TextExtractionOptions Enumeration

Apitron PDF Kit help

Apitron.PDF.Kit library for .NET

This enum represents a text extraction options.

Namespace: Apitron.PDF.Kit.Extraction
Assembly: Apitron.PDF.Kit (in Apitron.PDF.Kit.dll) Version: 2.0.37.0 (2.0.37.0)

Syntax

[FlagsAttribute]
public enum TextExtractionOptions

<FlagsAttribute>
Public Enumeration TextExtractionOptions

Members

Member name	Value	Description
RawText	0	Text will be extracted as it appears in PDF content without any formatting.
FormattedText	1	Text will be extracted as it appears in PDF content and intelligent formatting will be applied.
TaggedText	2	Text will be extracted in xml format, fragmented as it appears on pdf page. Examples <page><textblock attribute1 ... attributeN>text1</textblock>...<textblock>text2</textblock></page>
MergedTaggedText	3	Text will be extracted in xml format similar to used by TaggedText option. This option enables a strategy that merges text blocks, having similar propeties, as much as possible.
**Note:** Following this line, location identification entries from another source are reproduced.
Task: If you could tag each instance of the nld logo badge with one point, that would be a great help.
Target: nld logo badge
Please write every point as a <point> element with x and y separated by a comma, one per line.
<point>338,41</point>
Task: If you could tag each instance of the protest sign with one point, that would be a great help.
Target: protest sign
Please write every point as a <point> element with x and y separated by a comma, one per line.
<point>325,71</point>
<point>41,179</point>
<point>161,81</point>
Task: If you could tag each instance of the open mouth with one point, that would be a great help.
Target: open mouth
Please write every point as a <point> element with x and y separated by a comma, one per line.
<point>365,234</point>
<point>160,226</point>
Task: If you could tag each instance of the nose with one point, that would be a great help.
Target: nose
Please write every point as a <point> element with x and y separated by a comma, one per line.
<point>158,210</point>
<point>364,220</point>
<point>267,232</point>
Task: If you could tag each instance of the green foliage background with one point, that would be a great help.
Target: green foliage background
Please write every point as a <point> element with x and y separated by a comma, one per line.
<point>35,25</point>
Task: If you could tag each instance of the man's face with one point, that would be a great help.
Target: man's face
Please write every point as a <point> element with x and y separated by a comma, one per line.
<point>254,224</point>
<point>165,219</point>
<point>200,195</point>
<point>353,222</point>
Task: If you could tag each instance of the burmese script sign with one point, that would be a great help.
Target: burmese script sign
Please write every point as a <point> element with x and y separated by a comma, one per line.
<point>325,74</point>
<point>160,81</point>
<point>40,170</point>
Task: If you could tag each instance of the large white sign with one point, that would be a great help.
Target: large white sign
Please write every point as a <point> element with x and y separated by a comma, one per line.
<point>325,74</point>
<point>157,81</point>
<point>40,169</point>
Examples <page><textblock attribute1 ... attributeN>text1</textblock>...<textblock>text2</textblock></page>
HtmlFragment	4	Text will be extracted in html format. Page content will be wrapped by <div> and each text fragment will be represented by a preformatted, absolutely positioned, styled block.
HtmlPage	5	Text will be extracted in html format. Page content will be represented by a complete html page, and each text fragment by a preformatted, absolutely positioned, styled block.